Another report today showed prices paid to producers climbed after two months of declines. According to the Department of Labor, the Producers Price Index (PPI) in May increased month-over-month by 0.5 percent; this compares with the Street's consensus estimate calling for a 0.1 percent rise. Because retailers try to pass costs on to consumers as soon as possible, the PPI can provide hints on future trends for the CPI, which has also been running at slow rates. Excluding food and energy contributions to the price index, core PPI increased month-over-month by 0.1 percent, matching economists' average forecast.

On another bit of negative economic data today, the Fed delivered worse than expected industrial production and capacity utilizations data.
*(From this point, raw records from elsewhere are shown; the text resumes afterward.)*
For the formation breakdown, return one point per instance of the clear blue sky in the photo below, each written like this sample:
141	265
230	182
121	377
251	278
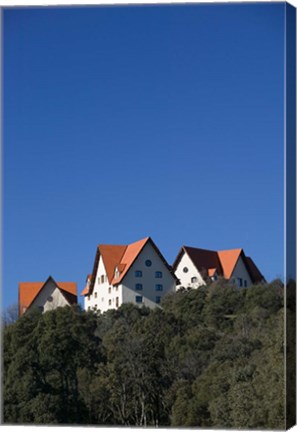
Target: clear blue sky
124	122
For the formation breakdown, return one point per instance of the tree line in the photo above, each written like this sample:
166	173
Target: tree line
211	357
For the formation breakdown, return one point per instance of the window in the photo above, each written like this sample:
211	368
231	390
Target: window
138	299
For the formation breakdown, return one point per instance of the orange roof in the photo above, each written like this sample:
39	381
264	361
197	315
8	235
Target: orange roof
28	291
211	272
228	260
111	256
121	257
223	262
85	291
131	253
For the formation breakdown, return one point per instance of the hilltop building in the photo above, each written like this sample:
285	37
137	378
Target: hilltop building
46	295
195	267
134	273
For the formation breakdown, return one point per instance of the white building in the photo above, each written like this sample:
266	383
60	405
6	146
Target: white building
195	267
135	273
46	295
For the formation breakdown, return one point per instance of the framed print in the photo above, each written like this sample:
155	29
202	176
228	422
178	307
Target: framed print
149	215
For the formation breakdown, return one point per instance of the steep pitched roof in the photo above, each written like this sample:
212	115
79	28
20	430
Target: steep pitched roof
121	257
28	291
203	259
254	271
228	259
223	262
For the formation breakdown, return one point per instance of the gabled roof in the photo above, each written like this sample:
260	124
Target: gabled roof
120	257
223	262
254	271
203	259
28	291
228	260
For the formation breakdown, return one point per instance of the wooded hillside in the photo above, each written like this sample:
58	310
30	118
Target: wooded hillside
211	357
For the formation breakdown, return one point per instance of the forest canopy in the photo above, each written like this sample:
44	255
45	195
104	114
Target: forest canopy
210	357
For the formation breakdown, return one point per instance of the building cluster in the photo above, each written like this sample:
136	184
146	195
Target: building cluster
138	273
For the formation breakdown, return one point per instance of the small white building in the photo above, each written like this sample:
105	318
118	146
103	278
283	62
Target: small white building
195	267
136	273
46	295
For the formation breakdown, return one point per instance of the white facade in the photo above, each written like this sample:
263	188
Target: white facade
143	284
49	298
188	274
190	277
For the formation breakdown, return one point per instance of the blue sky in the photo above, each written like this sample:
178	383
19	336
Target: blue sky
124	122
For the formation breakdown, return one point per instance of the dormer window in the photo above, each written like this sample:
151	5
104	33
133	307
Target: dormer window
116	273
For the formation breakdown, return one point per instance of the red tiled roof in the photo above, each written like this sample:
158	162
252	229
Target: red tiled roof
223	262
254	271
28	291
228	259
131	253
211	272
121	257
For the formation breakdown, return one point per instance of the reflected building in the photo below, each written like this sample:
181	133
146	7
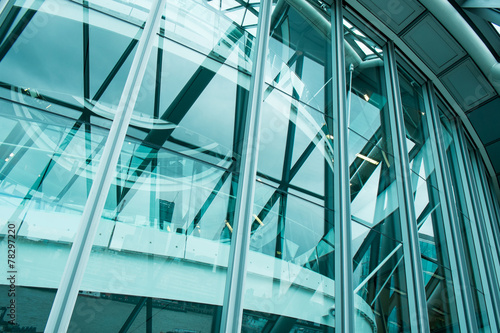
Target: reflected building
245	166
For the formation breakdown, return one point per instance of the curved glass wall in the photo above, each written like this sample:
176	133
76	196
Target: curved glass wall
469	247
169	227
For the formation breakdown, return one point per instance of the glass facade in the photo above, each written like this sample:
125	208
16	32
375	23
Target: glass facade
178	171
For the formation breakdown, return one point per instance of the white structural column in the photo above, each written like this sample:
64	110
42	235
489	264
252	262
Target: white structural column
67	293
485	263
411	249
344	294
461	282
232	312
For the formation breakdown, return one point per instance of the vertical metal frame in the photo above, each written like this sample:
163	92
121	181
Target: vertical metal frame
486	204
232	311
485	262
465	312
411	248
64	302
344	293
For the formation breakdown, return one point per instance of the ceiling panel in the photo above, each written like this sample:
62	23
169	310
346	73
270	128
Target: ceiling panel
395	14
433	44
468	85
486	120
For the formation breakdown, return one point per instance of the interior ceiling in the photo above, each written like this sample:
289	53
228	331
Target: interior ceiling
463	69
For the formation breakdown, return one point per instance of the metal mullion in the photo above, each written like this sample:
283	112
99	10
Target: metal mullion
64	302
411	248
344	291
232	311
486	204
456	255
490	287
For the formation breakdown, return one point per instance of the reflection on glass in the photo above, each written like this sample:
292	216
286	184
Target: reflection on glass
379	275
291	261
191	103
45	178
441	306
291	258
296	146
108	312
221	30
469	247
166	216
298	53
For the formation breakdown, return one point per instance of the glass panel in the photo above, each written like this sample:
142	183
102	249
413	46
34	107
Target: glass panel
163	240
290	262
75	73
439	290
296	146
379	275
45	177
215	29
298	62
192	104
488	213
51	137
291	258
469	247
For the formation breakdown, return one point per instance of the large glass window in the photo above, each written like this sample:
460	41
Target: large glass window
469	247
292	242
439	292
52	72
379	273
170	209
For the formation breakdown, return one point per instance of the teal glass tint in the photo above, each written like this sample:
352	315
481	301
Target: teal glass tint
89	68
107	312
367	108
291	259
169	214
295	146
469	246
441	307
379	282
220	30
191	103
299	54
47	168
378	262
374	200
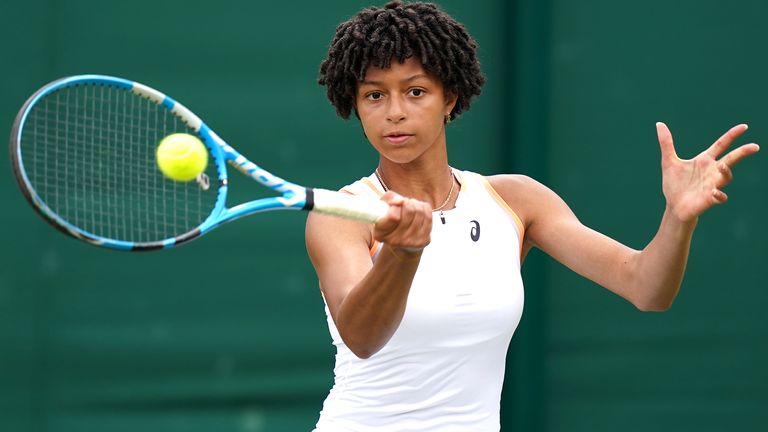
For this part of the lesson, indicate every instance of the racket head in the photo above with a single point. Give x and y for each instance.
(83, 154)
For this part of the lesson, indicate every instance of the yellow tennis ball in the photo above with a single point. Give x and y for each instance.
(181, 156)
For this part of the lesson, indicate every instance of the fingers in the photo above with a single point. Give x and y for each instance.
(665, 141)
(722, 143)
(738, 154)
(719, 197)
(726, 175)
(407, 225)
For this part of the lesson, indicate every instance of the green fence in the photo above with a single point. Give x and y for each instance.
(217, 336)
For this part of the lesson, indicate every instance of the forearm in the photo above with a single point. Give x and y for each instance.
(660, 267)
(371, 312)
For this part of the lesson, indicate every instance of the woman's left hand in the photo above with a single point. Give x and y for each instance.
(692, 186)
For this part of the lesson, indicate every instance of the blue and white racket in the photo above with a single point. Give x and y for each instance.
(83, 153)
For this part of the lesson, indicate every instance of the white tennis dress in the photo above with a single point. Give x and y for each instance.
(443, 368)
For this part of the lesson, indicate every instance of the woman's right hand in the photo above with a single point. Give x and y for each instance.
(407, 225)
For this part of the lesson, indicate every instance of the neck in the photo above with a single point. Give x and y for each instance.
(435, 186)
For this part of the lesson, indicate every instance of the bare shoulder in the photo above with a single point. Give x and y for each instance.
(523, 194)
(324, 234)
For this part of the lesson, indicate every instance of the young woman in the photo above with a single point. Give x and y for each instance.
(422, 305)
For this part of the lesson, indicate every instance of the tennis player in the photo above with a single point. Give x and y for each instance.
(422, 306)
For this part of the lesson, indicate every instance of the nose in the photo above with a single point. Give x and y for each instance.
(396, 110)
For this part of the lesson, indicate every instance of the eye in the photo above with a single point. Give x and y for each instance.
(374, 96)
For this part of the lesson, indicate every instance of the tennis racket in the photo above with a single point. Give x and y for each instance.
(83, 154)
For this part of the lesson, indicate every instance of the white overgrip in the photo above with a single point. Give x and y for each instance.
(349, 206)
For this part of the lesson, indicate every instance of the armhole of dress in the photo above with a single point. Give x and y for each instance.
(503, 204)
(370, 186)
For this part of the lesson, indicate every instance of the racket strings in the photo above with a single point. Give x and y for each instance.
(89, 154)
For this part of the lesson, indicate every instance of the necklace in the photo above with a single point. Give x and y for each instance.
(439, 208)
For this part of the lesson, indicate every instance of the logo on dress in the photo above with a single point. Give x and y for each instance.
(474, 233)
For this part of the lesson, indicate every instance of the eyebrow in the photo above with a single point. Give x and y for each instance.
(409, 79)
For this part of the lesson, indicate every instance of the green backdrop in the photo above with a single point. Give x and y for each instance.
(219, 336)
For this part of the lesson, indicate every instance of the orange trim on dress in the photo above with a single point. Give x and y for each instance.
(507, 208)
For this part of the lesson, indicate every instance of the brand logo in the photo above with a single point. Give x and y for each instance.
(474, 233)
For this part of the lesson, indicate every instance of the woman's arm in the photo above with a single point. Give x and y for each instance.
(367, 301)
(649, 278)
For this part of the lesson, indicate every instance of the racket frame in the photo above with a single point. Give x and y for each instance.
(292, 196)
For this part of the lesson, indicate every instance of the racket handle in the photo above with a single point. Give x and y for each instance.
(346, 205)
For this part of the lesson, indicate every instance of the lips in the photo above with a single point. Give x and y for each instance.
(397, 137)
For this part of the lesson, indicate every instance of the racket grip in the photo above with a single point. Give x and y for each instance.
(347, 206)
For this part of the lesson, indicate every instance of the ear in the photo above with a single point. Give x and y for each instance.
(450, 101)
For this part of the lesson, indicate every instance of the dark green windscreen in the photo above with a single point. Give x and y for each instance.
(228, 332)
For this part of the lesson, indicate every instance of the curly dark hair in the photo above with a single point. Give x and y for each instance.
(376, 35)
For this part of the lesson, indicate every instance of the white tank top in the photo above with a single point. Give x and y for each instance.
(443, 368)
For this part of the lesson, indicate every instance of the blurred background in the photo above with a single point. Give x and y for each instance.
(218, 336)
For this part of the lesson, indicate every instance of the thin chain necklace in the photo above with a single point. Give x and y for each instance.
(440, 208)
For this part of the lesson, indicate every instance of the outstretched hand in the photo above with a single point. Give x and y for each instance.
(407, 225)
(692, 186)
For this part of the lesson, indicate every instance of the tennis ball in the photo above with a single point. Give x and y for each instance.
(181, 156)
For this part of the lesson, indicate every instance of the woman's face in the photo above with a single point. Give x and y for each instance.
(402, 109)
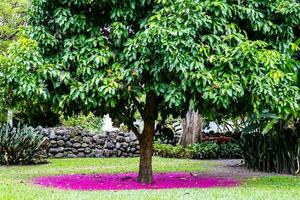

According to the U.S. Federal Reserve, industrial production during May remained unchanged month-over-month, worse than the Street's consensus estimate calling for a 0.1 percent month-over-month rise. In the same time range, capacity utilization decreased from 77.7 percent to 77.6 percent, landing lower than the Street's consensus estimate of 77.8 percent. It is now becoming more evident that the slowing growth in China and the recession in Europe are having a worsening negative effect here at home.

In all stocks are continuing sink as the session progresses, as investors appear to be sensing a retrenchment of Fed monetary easing; however, it is just not well founded, at least based on the economic data out today; the U.S. economic is simply not improving fast enough for the Fed to begin winding down. As it stands, earlier today the IMF kept its forecast for a slight cooling of growth this year to 1.9 percent, from 2.2 percent last year, but cut its estimate for 2014 growth by 0.3 percentage points to 2.7 percent. Inflation, the fund said, is expected to remain relatively subdued over the next year. So with subpar growth and tamed inflation, the Fed should maintain course.